Saturday 29 June 2013

Quick hands-on with Hadoop for Java Professionals

Apache Hadoop is a suite of components that are aimed at handling large scale data.The traditional n-tier architecture with RDBMS based data store doesnt scale as the data volume exceeds and in the range of peta bytes and this is the space where Hadoop comes into play. Hadoop is not a replacement for traditional architecture, but complements it in the high volume data space.

This series of post is aimed at giving a head start for Java professionals through some practical hands on exercises.
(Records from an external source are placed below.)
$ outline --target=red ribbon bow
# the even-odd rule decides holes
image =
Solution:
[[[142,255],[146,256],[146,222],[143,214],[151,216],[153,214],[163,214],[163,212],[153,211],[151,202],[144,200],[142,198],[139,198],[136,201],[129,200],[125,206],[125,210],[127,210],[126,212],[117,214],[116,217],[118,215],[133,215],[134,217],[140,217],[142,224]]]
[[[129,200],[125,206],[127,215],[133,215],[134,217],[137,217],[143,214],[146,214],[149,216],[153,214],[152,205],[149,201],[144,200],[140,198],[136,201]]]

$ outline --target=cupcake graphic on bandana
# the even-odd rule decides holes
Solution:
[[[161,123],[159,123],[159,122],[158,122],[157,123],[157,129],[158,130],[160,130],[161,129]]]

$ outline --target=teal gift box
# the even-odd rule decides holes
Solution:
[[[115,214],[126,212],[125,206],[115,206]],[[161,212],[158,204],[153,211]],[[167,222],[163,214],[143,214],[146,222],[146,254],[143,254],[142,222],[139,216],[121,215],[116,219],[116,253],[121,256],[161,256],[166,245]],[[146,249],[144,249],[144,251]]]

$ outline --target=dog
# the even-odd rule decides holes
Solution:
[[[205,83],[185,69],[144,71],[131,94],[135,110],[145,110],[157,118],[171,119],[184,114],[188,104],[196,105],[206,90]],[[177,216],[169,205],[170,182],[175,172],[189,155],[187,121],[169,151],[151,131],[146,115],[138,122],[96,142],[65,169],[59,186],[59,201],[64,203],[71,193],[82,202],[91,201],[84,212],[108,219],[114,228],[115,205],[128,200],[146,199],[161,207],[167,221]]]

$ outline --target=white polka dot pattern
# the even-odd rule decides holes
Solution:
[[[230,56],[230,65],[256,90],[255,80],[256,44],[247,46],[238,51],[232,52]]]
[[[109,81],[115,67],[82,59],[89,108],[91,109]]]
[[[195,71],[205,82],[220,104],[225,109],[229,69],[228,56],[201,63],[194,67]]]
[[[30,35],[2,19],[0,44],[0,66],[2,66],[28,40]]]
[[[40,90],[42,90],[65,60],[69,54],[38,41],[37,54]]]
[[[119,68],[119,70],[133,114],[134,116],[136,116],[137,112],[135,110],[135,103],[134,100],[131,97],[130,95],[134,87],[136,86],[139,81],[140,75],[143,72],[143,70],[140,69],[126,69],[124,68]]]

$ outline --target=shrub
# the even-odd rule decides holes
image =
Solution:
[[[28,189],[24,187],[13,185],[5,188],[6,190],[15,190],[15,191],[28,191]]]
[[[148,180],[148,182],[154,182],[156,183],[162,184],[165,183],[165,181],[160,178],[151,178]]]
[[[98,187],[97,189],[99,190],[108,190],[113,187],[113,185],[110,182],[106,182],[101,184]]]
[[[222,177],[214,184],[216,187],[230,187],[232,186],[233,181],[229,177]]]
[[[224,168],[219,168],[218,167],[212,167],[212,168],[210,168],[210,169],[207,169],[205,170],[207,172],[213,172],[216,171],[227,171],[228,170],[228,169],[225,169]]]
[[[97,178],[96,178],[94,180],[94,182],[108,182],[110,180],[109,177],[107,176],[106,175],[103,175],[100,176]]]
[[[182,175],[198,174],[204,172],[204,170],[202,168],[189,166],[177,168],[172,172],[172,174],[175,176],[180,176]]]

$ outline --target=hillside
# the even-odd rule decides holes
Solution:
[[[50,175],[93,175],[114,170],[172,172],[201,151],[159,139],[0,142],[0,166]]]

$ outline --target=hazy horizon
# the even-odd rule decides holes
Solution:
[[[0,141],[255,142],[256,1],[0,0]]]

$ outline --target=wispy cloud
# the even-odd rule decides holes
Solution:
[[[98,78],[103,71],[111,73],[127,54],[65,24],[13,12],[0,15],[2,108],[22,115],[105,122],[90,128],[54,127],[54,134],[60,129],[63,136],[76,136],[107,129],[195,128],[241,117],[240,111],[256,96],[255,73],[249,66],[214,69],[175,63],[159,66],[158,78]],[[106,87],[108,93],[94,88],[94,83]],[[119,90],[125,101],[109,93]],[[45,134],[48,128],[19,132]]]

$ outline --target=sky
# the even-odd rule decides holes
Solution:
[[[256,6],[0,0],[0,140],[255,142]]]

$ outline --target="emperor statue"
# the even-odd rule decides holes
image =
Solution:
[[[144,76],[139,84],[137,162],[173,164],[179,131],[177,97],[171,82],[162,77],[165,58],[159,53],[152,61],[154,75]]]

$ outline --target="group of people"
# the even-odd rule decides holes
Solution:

1. Download cygwin. http://cygwin.com/setup.exe
Make sure that you install the optional packages - SSH, Open SSH, python > 2.6

2. JDK - Install a java distribution which is > 1.6.

3. Hadoop core
hadoop.apache.org

4. Follow the instructions here to complete the rest of the setup
http://hadoop.apache.org/docs/stable/single_node_setup.html

5. You could try some examples that are inbuilt in the hadoop package. The equivalent of Hello world in Hadoop is the word count problem where the search for a key word is performed in given data set.

In next post, we will see more practical use case with Hadoop.

Common Issues faced while setting up Hadoop
Install all packages in folder without spaces. For e.g. if you have your JDK in c:/program files/java then you may face issues with the path.